So you finally finished that training video. It’s a work of art accomplished by summoning teams of experts from various fields: QA project managers, camera crews, sound engineers, marketing PMs, etc., etc.
Your project may be one long module encompassing a whole workstation, or a simple 2 minute video that your employees will be able to watch on a tablet, or even their personal phone.
You are so proud of your finish product that you have decided to launch it in multiple languages to accommodate the needs of your culturally diverse staff.
Okay! Now… what? Should you hire a localization company? A translation provider? Have your own staff take a stab at it?
Let’s say you want things done right, so you choose an expert: a translation company who works with experts in many languages. Can you check that box off your list and focus your attention on your next project? After all, you are paying premium fees and vendors like the one you chose do this for a living. Surely, it will guarantee your hands-free peace of mind. Right?
Hmm… Not quite.
There are a few things to keep in mind when shopping for a partner that will transform your masterpiece into one of equal quality in another language. Here is my attempt at a summarized list:
1) Make sure the language provider you have chosen is an expert in your industry. Why is this important? There are several components, as you know, that build up a video. To name a few (for an existing video in English, for eg.):
a) Training program developer/instructional trainer (you) & Project Manager
c) Voice Actor
e) Sound Engineer
a) The translator must know the content in depth in order to represent your brand/idea in the target language. Your message must stay intact and the language barrier must be invisible. It is a great sign, when the translator asks you questions about the content as they work on the script, to ensure a thorough understanding of the material.

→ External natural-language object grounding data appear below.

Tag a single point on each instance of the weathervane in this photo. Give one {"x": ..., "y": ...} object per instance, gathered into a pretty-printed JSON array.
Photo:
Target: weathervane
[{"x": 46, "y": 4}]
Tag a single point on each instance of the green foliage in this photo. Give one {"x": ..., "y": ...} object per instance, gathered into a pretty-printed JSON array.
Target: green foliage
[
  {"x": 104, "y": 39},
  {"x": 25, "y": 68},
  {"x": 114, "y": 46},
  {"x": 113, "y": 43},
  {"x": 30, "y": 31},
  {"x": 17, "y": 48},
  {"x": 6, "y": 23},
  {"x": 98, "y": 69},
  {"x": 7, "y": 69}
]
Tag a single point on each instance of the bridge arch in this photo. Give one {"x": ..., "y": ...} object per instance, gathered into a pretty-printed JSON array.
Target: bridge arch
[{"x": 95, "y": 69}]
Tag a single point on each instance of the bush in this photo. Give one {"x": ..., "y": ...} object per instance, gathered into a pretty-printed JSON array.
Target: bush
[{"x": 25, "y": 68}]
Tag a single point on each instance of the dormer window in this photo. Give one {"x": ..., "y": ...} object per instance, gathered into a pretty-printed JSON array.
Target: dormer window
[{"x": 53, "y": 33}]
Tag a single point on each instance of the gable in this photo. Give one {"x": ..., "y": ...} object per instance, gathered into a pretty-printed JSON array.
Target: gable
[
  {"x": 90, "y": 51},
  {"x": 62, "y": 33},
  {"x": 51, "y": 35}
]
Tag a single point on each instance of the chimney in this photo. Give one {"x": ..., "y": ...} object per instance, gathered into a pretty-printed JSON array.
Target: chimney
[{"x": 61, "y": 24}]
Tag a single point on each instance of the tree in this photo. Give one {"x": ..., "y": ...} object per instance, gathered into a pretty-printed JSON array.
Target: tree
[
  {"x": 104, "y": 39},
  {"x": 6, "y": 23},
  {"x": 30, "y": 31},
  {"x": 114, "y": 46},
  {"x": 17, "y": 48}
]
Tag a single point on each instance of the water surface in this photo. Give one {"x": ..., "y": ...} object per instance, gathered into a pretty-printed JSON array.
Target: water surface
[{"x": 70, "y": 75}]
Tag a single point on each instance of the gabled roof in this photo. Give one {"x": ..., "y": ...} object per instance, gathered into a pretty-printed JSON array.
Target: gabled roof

b) The voice actor should be a native in the language they are recording into. No-brainer, but make sure they will record in the dialect/with the accent you want and that they are not simply ‘bilingual.’
c) It is crucial that the producer is both bilingual and extremely familiar with the script before the recording session. Voice actors tend to take matters into their own hands in an effort to make the content sound more genuine and personalized. That is great, as long as they are not changing anything that is critical to your content. This is particularly important when it comes to things like recipes, or food preparation. It is the job of the producer to catch the discrepancies that occur when an actor decides that something ‘sounds better/makes more sense this way.’
d) Lastly, the sound engineer must also be bilingual in the target language or otherwise work with a native speaker. This ensures clean takes that also match the script accurately.
2) Request that the translator is present during the recording session, or at the very least has an open channel of communication with the producer so they can answer any questions about the script.
3) Bundle up. Look for providers that have their own recording studio of professional quality. You can even request a sound sample to make sure it meets your standards. Sometimes, smaller vendors work with their own team of translators/voice actors who also have their own equipment and often times have the skills to produce/engineer the sound files as well. This will save you hundreds and even thousands in studio, production and project management fees.
4) Ask for references. Most providers who are experts on the matter will be proud to offer you references that back up the quality of their work.